『郵識郵史的探索』
每一位集者若對郵史和郵識投注心力,必定其中會發現許多可疑或不知道的地方。不過,每當遇到疑問或不知之處想要請教他人之時,卻又不易找到對象發問或討教,要不就是招來一頓十足的教訓口氣。臨至終了非但沒找到答案,反而因此好問惹來一身懊惱。而切身想問的問題,得到的是「人云亦云」,甚或是「各說各話」的迷宮答案。
某日,當我和一群年輕郵子在教師會館咖啡座聚聊。一人拿出幾個信封正在研討它們的內涵時,其中一位屢屢發問可疑之處。或許他的發問讓人無法消受?一些長老紛紛藉故離開。這種情況落入我的眼裡,我確認為不錯,至少這位年輕郵者已有質疑能力。就此探索追蹤下去,許多疑難自可迎刃而解。先輩郵人不也是靠這樣的探索,遂而堆砌出今天的郵史和郵識嗎?
為此我自告奮勇為他解答疑問,就中兩人觀點上也有一些爭論,但至最後,他還是滿意的道謝離開了。我不敢說自己所給答案是否正確,但我傳達給他的是對他的質疑給於正面的鼓勵。之後,我們常在郵博館或聚會場合見面,我在奈及利亞那段時間,也經常收到他的詢問信件。就在這生生熟熟的往還堙A二人遂變成為忘年之交。
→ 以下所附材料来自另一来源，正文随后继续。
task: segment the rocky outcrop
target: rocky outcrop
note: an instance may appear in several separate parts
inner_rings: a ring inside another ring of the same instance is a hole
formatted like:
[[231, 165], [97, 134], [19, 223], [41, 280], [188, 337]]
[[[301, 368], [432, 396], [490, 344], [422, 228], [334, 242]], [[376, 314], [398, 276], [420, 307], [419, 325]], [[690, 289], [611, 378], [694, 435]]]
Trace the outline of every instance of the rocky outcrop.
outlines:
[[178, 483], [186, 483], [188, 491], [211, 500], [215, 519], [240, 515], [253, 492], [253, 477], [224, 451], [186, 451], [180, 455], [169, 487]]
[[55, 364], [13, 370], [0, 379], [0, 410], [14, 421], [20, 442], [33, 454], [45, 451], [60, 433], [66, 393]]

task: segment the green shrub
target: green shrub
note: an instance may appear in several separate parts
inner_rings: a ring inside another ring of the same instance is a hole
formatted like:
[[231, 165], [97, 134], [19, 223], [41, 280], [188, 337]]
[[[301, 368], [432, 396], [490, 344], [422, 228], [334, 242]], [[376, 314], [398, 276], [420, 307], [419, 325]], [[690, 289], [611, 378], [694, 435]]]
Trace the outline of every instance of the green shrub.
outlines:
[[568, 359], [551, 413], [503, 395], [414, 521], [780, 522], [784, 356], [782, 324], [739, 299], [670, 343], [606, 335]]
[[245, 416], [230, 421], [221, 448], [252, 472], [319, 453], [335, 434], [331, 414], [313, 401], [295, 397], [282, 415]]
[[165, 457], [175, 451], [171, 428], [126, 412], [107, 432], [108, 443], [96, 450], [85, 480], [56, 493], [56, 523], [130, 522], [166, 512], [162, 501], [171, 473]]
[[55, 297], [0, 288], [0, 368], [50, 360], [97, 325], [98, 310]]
台灣的郵史與郵識是片待耘之地,許許多多的通識和史跡仍待我們去探索。今人倘若不下心力去探究,明日郵史郵識將成一灘沙漠。而前人留下的質疑懸案不去追蹤,最後勢必成為永遠無解之謎。放眼今日郵壇,集者的心態依舊沉醉於追紅逐綠而不自醒。甚或在一旁對那郵史郵識嗤之以鼻。故爾有人慨歎台灣郵壇將變沙漠,這不會是沒有原因的。
郵史和郵識是構建郵壇的磚磚瓦瓦,而郵史郵識的悲觀樂觀輪替不休。喜見郵壇上,還有一些年輕郵人肯為它投注心力,這就值得筆者爲他們著文,並提出與大家分享之。